To verify whether \(T\) is an MST of \(G\), the algorithm splits all the edges of \(G\) into what are called "heavy" and "light" edges:

- An edge in \(G\) is
**T-heavy**if adding it to \(T\) creates a cycle, and that edge has the largest weight along the cycle. - Otherwise - if adding the edge doesn't create a cycle, or if it doesn't have the largest weight along that cycle - the edge is
**T-light**.

Any T-heavy edge can't possibly be part of any MST of \(G\). Essentially, the tree \(T\) *proves* that these T-heavy edges are not part of the MST. This means that \(T\) is an MST if and only if every edge of \(G\) that is not in \(T\) is T-heavy. Hence, the verification succeeds if and only if the T-light edges are just the edges that are in \(T\) itself.

The important thing is that linear-time MST verification algorithms exist (we won't go into the full details though), and these algorithms will actually spit out a list of T-heavy and T-light edges. This is really useful, because even if \(T\) itself is not an MST of \(G\), we know for sure that the MST contains only T-light edges from \(G\). Given a candidate MST, this verification algorithm can spit out a (hopefully) small subset of edges from \(G\) to recursively search for the true MST.

In 1995, Karger, Klein, and Tarjan published a paper that revolutionized the MST world by showing how the old idea of Boruvka's algorithm could be combined with the idea of MST verification in order to do something no one else could: compute MSTs in linear time. The only caveat is that they had to use randomization to do it. Are you ready for the algorithm? Here it is:

Input: Graph \(G\) with \(n\) nodes and \(m\) edges

Output: A minimum spanningforestof \(G\). (A forest is a collection of trees; this MSF will be a collection of MSTs of all the connected components of \(G\).)

- Run a Boruvka step on \(G\) to shrink it down.
- Run a second Boruvka phase on the result from step (1).
- Run a third Boruvka phase on the result from step (2). Call this result after 3 Boruvkas \(G'\)
- Construct a
random subgraph\(H\) of \(G'\), by randomly choosing each edge of \(G'\) to be in \(H\) with probability \(1/2\).- Recursively call this MST algorithm on \(H\), returning \(F\), the minimum spanning forest of \(H\).
- Use a MST verification algorithm on \(F\) to compute all the \(F\)-light edges in the
original\(G'\) from step (3). Construct a new graph \(G''\) which consists of the F-light edges from \(G'\).- Recursively call this MST algorithm on \(G''\), returning \(T\) which is the MSF of \(G''\).
- Return \(T\). It's the MSF of \(G\) as well!
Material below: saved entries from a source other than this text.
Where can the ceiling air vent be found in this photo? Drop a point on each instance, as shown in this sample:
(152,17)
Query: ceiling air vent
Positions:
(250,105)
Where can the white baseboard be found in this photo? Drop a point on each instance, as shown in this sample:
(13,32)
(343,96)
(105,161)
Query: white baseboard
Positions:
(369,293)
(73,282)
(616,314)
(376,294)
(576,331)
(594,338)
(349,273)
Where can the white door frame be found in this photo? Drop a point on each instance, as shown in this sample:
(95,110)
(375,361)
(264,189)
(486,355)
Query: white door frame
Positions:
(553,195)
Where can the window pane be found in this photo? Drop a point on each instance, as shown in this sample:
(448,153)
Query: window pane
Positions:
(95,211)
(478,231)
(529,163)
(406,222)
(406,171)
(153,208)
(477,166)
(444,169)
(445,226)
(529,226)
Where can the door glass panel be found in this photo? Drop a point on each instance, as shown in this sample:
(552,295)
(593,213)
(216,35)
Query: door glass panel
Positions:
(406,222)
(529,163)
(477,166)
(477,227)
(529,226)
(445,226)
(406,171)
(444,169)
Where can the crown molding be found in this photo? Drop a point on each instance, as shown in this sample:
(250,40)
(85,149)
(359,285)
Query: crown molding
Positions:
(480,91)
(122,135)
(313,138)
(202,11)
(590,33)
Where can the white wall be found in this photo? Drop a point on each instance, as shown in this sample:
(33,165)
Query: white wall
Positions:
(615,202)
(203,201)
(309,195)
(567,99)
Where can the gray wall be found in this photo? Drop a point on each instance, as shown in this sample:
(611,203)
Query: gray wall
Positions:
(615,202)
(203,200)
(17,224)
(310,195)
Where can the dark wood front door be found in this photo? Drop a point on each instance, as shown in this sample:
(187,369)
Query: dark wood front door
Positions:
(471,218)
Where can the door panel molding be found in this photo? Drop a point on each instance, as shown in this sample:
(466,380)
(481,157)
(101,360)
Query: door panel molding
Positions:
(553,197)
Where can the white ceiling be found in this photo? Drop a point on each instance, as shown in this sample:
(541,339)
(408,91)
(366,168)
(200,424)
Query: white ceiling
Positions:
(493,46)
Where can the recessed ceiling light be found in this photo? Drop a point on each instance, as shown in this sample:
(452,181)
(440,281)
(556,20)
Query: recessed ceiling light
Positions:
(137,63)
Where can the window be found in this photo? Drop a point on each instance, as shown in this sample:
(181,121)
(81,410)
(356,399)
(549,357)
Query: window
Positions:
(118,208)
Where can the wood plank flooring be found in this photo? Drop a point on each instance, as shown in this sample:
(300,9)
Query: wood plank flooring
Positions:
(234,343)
The cost of this algorithm is determined by the sizes of the two recursive calls on steps (5) and (7), on graphs \(H\) and \(G''\). In class, we saw that the sizes of these graphs are:

- \(H\) has at most \(n/8\) nodes and an expected number of \(m/2\) edges.
- \(G''\) has at most \(n/8\) nodes and an expected number of at most \(n/4\) edges.

This means the total size (nodes plus edges) of \(H\), plus the total size of \(G''\), is:

\[\frac{n}{8} + \frac{m}{2} + \frac{n}{8} + \frac{n}{4} = \frac{n+m}{2}\]

In other words, the total size \(s = m + n\) is decreasing by at least half, on average, at each recursive level. So the total cost of the algorithm is described by the recurrence

\(T(s) \le s + T(s/2)\)

which solves to \(T(s) \in O(s)\). Therefore the total worst-case cost of this randomized MST algorithm, in expectation, is \(O(m+n)\), linear-time in the size of the input. AMAZING! WORLD CHANGING! To this day, the only linear-time MST algorithm is this way, using randomization. Again, the power of random numbers is revealed. Observe that, in this case, the randomized algorithm is *not* simpler than the deterministic version, but it is "better" in the sense of asymptotic running time. This is different than the randomized algorithms and data structures we have seen before.